Default vs Default: asymmetry doesn't help (until it's extreme)¶
| Info Condition | Nuclear Rate | Divergence | Welfare |
|---|---|---|---|
| Sym Low (0.2/0.2) | 60% | 0.958 | -297.2 |
| Sym High (0.8/0.8) | 30% | 0.804 | -239.2 |
| Asym (0.9/0.2) | 60% | 0.885 | -287.1 |
| Extreme Asym (0.95/0.1) | 10% | 0.585 | -147.6 |
Symmetric high transparency cuts nuclear rate in half (60% to 30%). But one-sided transparency (0.9/0.2) performs no better than mutual blindness — the informed agent sees the truth but the blind agent still panics. Only at extreme asymmetry (0.95/0.1) does the overwhelmingly informed side stabilize outcomes, dropping nuclear rate to 10%.

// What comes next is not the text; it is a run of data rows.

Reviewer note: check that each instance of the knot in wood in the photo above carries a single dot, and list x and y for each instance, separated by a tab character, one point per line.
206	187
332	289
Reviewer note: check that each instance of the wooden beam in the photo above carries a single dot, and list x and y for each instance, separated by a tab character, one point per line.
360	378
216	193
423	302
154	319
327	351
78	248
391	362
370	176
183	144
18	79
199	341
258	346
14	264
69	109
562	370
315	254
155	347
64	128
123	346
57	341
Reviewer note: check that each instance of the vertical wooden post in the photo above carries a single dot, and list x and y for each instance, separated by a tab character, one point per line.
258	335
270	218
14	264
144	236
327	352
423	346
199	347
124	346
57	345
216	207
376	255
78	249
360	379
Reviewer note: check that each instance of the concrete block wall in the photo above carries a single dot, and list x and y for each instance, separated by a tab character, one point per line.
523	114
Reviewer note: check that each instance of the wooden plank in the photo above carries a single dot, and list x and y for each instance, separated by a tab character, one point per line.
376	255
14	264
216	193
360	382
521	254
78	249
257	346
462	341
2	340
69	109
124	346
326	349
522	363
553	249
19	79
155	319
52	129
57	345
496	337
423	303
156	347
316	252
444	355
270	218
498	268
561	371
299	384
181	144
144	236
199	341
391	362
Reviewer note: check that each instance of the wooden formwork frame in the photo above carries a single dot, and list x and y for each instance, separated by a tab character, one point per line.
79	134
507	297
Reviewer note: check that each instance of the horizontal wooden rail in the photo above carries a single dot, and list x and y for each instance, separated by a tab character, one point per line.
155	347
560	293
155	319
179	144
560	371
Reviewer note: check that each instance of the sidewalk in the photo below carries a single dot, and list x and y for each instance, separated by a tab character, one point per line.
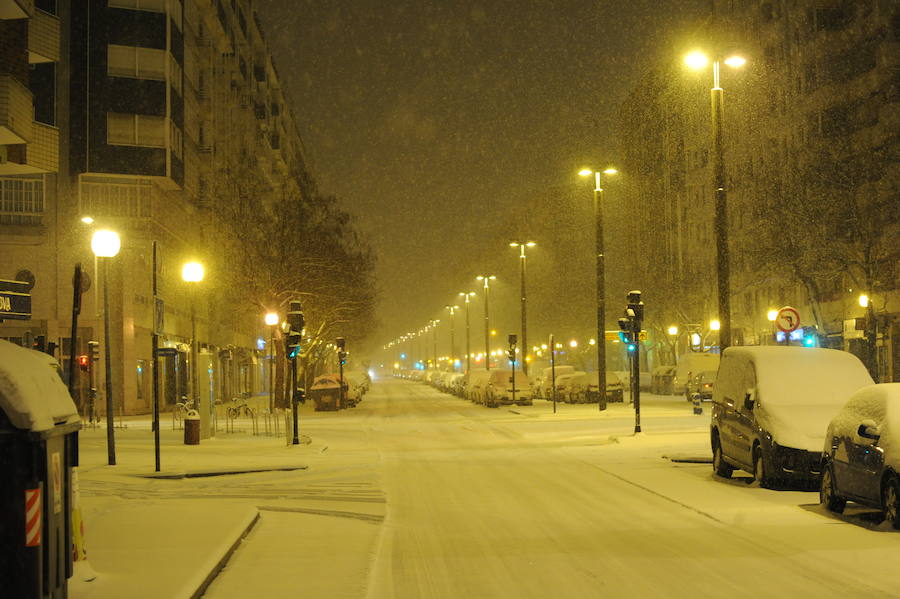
148	536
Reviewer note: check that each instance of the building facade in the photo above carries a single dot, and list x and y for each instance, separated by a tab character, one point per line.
168	105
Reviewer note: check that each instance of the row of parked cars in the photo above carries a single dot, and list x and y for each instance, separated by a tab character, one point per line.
808	416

Adversarial vs Safety: transparency is the decisive lever¶
| Info Condition | Nuclear Rate | Divergence | Welfare |
|---|---|---|---|
| Sym Low (0.2/0.2) | 90% | 0.707 | -279.9 |
| Sym High (0.8/0.8) | 0% | 0.058 | 68.9 |
| Asym (0.9/0.2) | 0% | 0.000 | 85.3 |
| Extreme Asym (0.95/0.1) | 0% | 0.000 | 84.6 |
This is the headline result. When both sides are blind, the adversarial agent (Mistral) escalates to nuclear 90% of the time. But give either side good intelligence and nuclear rate drops to 0% with near-zero divergence. The safety-trained Claude uses accurate information to consistently de-escalate. The asymmetric conditions (safety agent sees clearly) are the most stable of all, with divergence at exactly 0.000.

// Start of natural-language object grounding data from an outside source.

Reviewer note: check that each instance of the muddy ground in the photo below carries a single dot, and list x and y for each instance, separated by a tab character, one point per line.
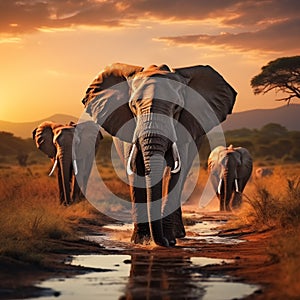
250	261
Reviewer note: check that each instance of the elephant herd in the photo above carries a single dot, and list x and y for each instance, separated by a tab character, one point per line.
158	118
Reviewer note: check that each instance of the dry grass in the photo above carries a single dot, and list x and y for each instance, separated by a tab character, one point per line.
30	213
273	203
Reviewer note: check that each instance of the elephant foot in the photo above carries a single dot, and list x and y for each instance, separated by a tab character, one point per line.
141	234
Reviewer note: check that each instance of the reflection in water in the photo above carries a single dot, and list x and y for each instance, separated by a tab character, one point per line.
146	276
155	277
158	277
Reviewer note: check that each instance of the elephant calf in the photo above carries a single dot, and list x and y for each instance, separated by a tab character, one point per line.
230	169
72	149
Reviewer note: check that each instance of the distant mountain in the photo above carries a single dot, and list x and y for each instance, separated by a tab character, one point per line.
286	115
25	129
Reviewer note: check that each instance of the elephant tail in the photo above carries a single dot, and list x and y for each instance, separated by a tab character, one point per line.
54	167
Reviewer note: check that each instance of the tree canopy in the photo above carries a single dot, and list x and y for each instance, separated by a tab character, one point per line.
282	74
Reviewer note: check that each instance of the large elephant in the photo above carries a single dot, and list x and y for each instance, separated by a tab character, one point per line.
158	118
72	149
230	169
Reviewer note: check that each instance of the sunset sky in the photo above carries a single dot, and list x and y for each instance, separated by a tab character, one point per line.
51	49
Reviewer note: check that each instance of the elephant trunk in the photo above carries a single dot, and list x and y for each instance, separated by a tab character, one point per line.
65	164
153	148
229	182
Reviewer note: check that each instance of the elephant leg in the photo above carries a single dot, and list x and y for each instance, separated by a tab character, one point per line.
172	221
238	196
76	191
60	186
141	233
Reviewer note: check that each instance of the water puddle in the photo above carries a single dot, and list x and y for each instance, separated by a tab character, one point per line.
146	277
207	232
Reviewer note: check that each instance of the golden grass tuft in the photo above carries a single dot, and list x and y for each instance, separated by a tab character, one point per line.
30	214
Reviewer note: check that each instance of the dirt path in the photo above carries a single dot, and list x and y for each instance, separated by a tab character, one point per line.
246	262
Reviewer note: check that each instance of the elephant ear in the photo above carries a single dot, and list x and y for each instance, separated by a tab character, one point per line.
107	98
208	100
86	139
245	166
43	136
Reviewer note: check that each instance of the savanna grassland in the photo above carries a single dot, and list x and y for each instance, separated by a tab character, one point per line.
34	225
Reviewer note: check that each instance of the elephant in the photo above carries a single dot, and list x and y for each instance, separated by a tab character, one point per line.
263	172
230	169
72	149
158	117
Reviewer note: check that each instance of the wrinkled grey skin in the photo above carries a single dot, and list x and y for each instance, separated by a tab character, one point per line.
230	169
153	100
56	141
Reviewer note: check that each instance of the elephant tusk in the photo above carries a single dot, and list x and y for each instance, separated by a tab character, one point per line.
219	186
128	168
53	168
75	167
177	160
236	186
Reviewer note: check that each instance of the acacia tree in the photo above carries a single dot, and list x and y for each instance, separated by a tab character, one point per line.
282	74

Hawk vs Dove: transparency is irrelevant¶
| Info Condition | Nuclear Rate | Divergence | Welfare |
|---|---|---|---|
| All conditions | 0% | 0.000 | 82.5-86.8 |
The dove-prompted Llama 70B always de-escalates regardless of information quality. Hawk vs Dove produces 0% nuclear across all 40 runs. The behavioral disposition dominates — transparency can't make things worse when one side unconditionally cooperates.
Key findings¶
-
Transparency amplifies existing dispositions. It helps safety-trained models de-escalate and doesn't change unconditional cooperators. The effect size depends on what the agent does with accurate information.
-
Mutual blindness is catastrophic for adversarial pairings. 90% nuclear rate when adversarial meets safety-trained under fog. Information quality is the difference between war and peace in adversarial scenarios.
-
One-sided transparency only helps when the informed agent is safety-trained. Default-vs-Default at 0.9/0.2 performs the same as 0.2/0.2. The informed agent knows the truth but doesn't consistently use it for de-escalation.
-
Extreme asymmetry creates a stabilizing effect. At 0.95/0.1, even Default agents stabilize (10% nuclear). When one side's information advantage is overwhelming, it appears to create enough confidence to avoid preemptive escalation.
Connection to markets and safety¶
This mirrors Kyle's (1985) insight about information asymmetry in markets. The "informed trader" (high intelligence quality agent) can either exploit or stabilize, depending on their objective function. Safety-trained models act like market makers who use private information to narrow spreads. Adversarial models act like informed traders who exploit the uninformed.
Reproduce it¶
Results cached in runs/escalation_asymmetric_info/checkpoint.json. Plots regenerate from cache. Full run artifacts available in swarm-artifacts.
Disclaimer: This post uses financial market concepts as analogies for AI safety research. Nothing here constitutes financial advice, investment recommendations, or endorsement of any trading strategy.